Home > Archive > Microsoft SQL Server forum > July 2005 > Very slow distinct select









You are viewing an archived Text-only version of the thread. To view this thread in it's original format and/or if you want to reply to this thread please [click here]

 

Author Very slow distinct select
Rich

2005-07-25, 8:29 pm

My table looks like this:
char(150) HTTP_REF,
char(250) HTTP_USER,
char(150) REMOTE_ADDR,
char(150) REMOTE_HOST,
char(150) URL,
smalldatetime TIME_STAMP

There are no indexes on this table and there are only 293,658 records total.

When I do a select like this it takes forever:

SELECT COUNT(DISTINCT REMOTE_ADDR)

Takes 2 minutes. Is there anyway to speed that up?

Thanks


Dan Guzman

2005-07-25, 8:29 pm

You can speed up this query with a non-clustered index on REMOTE_ADDR.

--
Hope this helps.

Dan Guzman
SQL Server MVP

"Rich" <no@spam.invalid> wrote in message
news:DbfFe.48792$4o.35562@fed1read06...
> My table looks like this:
> char(150) HTTP_REF,
> char(250) HTTP_USER,
> char(150) REMOTE_ADDR,
> char(150) REMOTE_HOST,
> char(150) URL,
> smalldatetime TIME_STAMP
>
> There are no indexes on this table and there are only 293,658 records
> total.
>
> When I do a select like this it takes forever:
>
> SELECT COUNT(DISTINCT REMOTE_ADDR)
>
> Takes 2 minutes. Is there anyway to speed that up?
>
> Thanks
>
>



Rich

2005-07-25, 8:29 pm

REMOTE_ADDR has duplicate values. So I added a numeric identity column and
did this:

CREATE UNIQUE NONCLUSTERED INDEX Requests_RemoteAddr ON Requests
(REMOTE_ADDR, ID)

But that didn't seem to help the speed any.

Any other ideas?

Thanks.


"Dan Guzman" <guzmanda@nospam-online.sbcglobal.net> wrote in message
news:09gFe.2034$PC7.1092@newssvr29.news.prodigy.net...
> You can speed up this query with a non-clustered index on REMOTE_ADDR.
>
> --
> Hope this helps.
>
> Dan Guzman
> SQL Server MVP
>
> "Rich" <no@spam.invalid> wrote in message
> news:DbfFe.48792$4o.35562@fed1read06...
>
>



--CELKO--

2005-07-25, 8:29 pm

Please post DDL, so that people do not have to guess what the keys,
constraints, Declarative Referential Integrity, data types, etc. in
your schema are.

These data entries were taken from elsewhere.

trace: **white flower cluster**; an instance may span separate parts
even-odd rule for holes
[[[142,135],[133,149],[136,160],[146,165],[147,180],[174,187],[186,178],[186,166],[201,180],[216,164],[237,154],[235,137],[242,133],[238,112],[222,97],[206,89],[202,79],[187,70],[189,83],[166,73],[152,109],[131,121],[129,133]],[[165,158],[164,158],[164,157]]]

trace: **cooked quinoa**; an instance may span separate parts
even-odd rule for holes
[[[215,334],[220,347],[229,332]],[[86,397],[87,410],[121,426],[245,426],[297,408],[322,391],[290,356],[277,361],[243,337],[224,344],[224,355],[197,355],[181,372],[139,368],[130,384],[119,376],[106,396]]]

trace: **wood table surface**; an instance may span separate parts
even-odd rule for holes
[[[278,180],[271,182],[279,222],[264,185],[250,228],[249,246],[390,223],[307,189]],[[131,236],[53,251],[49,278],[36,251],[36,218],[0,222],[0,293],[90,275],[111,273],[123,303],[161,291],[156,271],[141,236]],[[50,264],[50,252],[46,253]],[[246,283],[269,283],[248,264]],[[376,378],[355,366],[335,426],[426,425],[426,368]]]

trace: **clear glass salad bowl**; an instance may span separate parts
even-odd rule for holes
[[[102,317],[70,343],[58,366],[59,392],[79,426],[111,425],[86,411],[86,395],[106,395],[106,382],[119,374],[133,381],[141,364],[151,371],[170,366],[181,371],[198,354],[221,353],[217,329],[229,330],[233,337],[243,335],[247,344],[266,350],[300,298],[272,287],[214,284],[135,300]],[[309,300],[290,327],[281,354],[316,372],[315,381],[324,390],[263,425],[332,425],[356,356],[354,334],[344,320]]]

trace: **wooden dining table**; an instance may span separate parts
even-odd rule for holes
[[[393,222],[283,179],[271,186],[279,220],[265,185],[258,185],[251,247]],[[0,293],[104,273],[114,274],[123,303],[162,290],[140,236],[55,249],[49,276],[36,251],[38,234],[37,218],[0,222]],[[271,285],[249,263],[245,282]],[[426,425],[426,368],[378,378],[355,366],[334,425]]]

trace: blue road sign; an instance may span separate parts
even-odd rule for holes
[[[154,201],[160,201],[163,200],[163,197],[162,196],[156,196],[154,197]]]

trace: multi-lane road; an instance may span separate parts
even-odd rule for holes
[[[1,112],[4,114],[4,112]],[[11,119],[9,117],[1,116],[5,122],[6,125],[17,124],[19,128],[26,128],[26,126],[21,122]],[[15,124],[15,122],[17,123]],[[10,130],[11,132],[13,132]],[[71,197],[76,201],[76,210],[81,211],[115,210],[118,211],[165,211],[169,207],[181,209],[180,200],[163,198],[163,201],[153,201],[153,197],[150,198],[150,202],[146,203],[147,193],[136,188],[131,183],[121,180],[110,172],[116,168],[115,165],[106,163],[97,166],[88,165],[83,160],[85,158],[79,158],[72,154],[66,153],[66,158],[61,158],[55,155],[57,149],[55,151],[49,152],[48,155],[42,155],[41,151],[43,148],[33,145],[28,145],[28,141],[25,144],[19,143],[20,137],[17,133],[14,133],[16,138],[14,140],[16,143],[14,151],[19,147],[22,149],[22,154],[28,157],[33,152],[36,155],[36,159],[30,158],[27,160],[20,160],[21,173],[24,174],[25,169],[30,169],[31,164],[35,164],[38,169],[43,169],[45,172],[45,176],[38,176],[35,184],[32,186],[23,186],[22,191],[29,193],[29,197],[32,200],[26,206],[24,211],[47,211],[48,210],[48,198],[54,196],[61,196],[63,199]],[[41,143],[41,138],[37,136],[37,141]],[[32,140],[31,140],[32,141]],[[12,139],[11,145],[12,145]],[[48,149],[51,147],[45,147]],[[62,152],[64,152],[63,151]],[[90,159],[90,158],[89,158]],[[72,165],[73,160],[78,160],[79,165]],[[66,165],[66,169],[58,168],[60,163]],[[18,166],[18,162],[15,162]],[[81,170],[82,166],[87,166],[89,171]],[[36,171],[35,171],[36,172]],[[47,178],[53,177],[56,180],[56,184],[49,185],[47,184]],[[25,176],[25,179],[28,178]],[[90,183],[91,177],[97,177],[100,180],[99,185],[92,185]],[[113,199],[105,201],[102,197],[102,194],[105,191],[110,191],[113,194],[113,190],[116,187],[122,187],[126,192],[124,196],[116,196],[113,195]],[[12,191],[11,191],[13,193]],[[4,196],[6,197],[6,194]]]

Sample data is also a good idea, along with clear
specifications. It is very hard to debug code when you do not let us
see it.

You did not so much as tell us the **name* of this table! There are
not indexes?

Does your boss -- who is paying you, unlike us who are doing your work
for you for free -- give sooooooo little to work with?

Rich

2005-07-26, 7:23 am

What the heck is DDL???
Didn't I give enough info in my two posts?
And what does the name matter?


"--CELKO--" <jcelko212@earthlink.net> wrote in message
news:1122342953.732318.259740@g44g2000cwa.googlegroups.com...
> Please post DDL, so that people do not have to guess what the keys,
> constraints, Declarative Referential Integrity, data types, etc. in
> your schema are. Sample data is also a good idea, along with clear
> specifications. It is very hard to debug code when you do not let us
> see it.
>
> You did not so much as tell us the **name* of this table! There are
> not indexes?
>
> Does your boss -- who is paying you, unlike us who are doing your work
> for you for free -- give sooooooo little to work with?
>



Dan Guzman

2005-07-26, 7:23 am

> REMOTE_ADDR has duplicate values. So I added a numeric identity column

A non-unique index will optimize your COUNT(DISTINCT REMOTE_ADDR). No need
to add a unique-ifier identity column.

How many distinct values? If it is fairly high, a scan of many index leaf
nodes is needed and this might not perform much better than a table scan.
In that case, you can create a view with the aggregation and then create an
index on that view. For Example

CREATE VIEW Requests_RemoteAddr
WITH SCHEMABINDING AS
SELECT REMOTE_ADDR, COUNT_BIG(*) AS CoungBig
FROM dbo.Requests
GROUP BY REMOTE_ADDR
GO

CREATE UNIQUE CLUSTERED INDEX Requests_RemoteAddr_
Index ON
WebLog(REMOTE_ADDR)
GO

Your query can automatically use the view index when accessing the base
table if you are using SQL 2000 Enterprise Edition. If you are using
another edition, you'll need to access the view and add the NOEXPAND hint:

SELECT COUNT(DISTINCT REMOTE_ADDR)
FROM dbo.Results_View WITH (NOEXPAND)

--
Hope this helps.

Dan Guzman
SQL Server MVP

"Rich" <no@spam.invalid> wrote in message
news:IBgFe.48800$4o.29531@fed1read06...
> REMOTE_ADDR has duplicate values. So I added a numeric identity column and
> did this:
>
> CREATE UNIQUE NONCLUSTERED INDEX Requests_RemoteAddr ON Requests
> (REMOTE_ADDR, ID)
>
> But that didn't seem to help the speed any.
>
> Any other ideas?
>
> Thanks.
>
>
> "Dan Guzman" <guzmanda@nospam-online.sbcglobal.net> wrote in message
> news:09gFe.2034$PC7.1092@newssvr29.news.prodigy.net...
>
>



Erland Sommarskog

2005-07-26, 7:23 am

Rich (no@spam.invalid) writes:
> What the heck is DDL???
> Didn't I give enough info in my two posts?
> And what does the name matter?


DDL = Data Definition Laguage. That is CREATE TABLE etc. Which it appears
that you did include.

Too many SQL savvies just throw this funny TLAs(*) around them, and
don't give a damn if people they pretend to help understand them or not.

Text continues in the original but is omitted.